Courtesy American Indian Science and Engineering Society
Sarah EchoHawk, Pawnee, will take over as CEO of AISES May 1.

Sarah EchoHawk Takes Over at AISES

Alysa Landry
5/1/13

Sarah EchoHawk got her start in nonprofit work more than 15 years ago when she took a part-time job answering phones at the American Indian College Fund.

Now, with a proven track record of managing nonprofits and dedicating her life to Native people, EchoHawk is poised to lead the American Indian Science and Engineering Society. AISES is the only professional society established by and for Natives that provides scholarships, networking and support for those in the science, technology, engineering and math (STEM) fields, with an emphasis on Native culture.

EchoHawk, Pawnee, takes over May 1 as CEO of the Albuquerque, New Mexico-based society.

“I’m excited,” she said. “I think the opportunities are limitless.”

AISES has 3,000 members from more than 200 tribal nations, ranging in age from high school students to professionals preparing to retire. EchoHawk wants to see more Natives seek careers in the STEM fields and use their indigenous cultures to address the changing world—issues like environmental health and food, water and economic resources.

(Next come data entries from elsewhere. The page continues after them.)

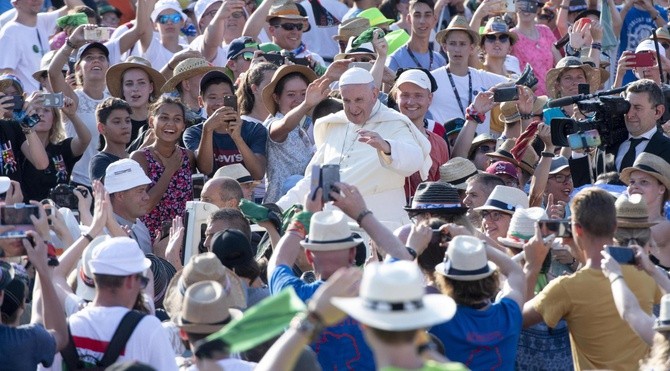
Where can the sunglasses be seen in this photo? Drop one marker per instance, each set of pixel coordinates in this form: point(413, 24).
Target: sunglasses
point(492, 38)
point(291, 26)
point(164, 19)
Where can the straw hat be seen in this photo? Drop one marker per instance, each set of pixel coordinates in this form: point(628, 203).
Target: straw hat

“The people coming out of STEM, the scientists, those are the people who will be working on these problems,” she said. “Those are the people that will be poised to have an impact and help come up with the solutions to address those huge problems. We need people who have the indigenous knowledge and perspective and who can bring it into the conversations about science.”

Although she doesn’t have a background in the STEM fields, EchoHawk has dedicated her life to serving American Indians and Alaska Natives, said Mary Jo Ondrechen, president of AISES’ board of directors and a professor of chemistry and chemical biology at Northeastern University. EchoHawk was selected from a pool of hundreds of applicants for the position, which opened in August when former CEO Pamala Silas stepped down after serving for eight years.

As CEO, EchoHawk will oversee the society’s operations, outreach, fundraising and vision.

“Sarah has an incredible portfolio of talent and experience, and she has the track record to prove that she has dedicated her life to advocacy for the American Indian people,” Ondrechen said. “Sarah stood out as the person with the best kind of experience and total devotion to the American Indian people.”

Ondrechen, Mohawk, has been affiliated with AISES since 1994 and has served on the board since 2007.

EchoHawk, who joined a student chapter of AISES in college, has a bachelor’s degree in political science and Native American studies and a master’s degree in nonprofit management. She is the daughter of John EchoHawk, a founder and leader of the Native American Rights Fund, and the niece of Larry EchoHawk, former assistant secretary of the Department of the Interior for Indian Affairs.

A childhood steeped in Native activism and service prompted EchoHawk to pursue a career in nonprofit organizations. She comes to AISES after working for six years at First Nations Development Institute. She also did private consulting for nonprofit organizations and taught Native American studies at Metropolitan State University of Denver.

“I grew up in a very activist family, an advocacy-rich environment,” she said. “I believe we can educate our people to go back and build Indian country from the inside out and not the outside in. I am passionate about putting Indians back in control.”

EchoHawk views AISES as an extension of the family. The society, founded in 1977, offers a “full circle of support” to individuals in every aspect of their careers—students, mentors, professionals and industry leaders.

AISES’ mission is to increase the representation of American Indians and Alaska Natives in the STEM fields. It does this through extensive networking with corporate, government, academic and tribal leaders. Since its inception, the society has awarded more than $8.7 million in scholarships to nearly 5,000 students.

“Our Indian people have a lot of talent, a lot to give,” Ondrechen said. “It’s important to get that talent into the workforce pool. The right talent, paired with Indian knowledge and values, is a very powerful force for good in the world.”

EchoHawk’s brother has resigned his position on the AISES board. A former scientist at Los Alamos National Laboratory in New Mexico, Chris EchoHawk recused himself from board decisions when his sister applied for the CEO position. He served since 2009.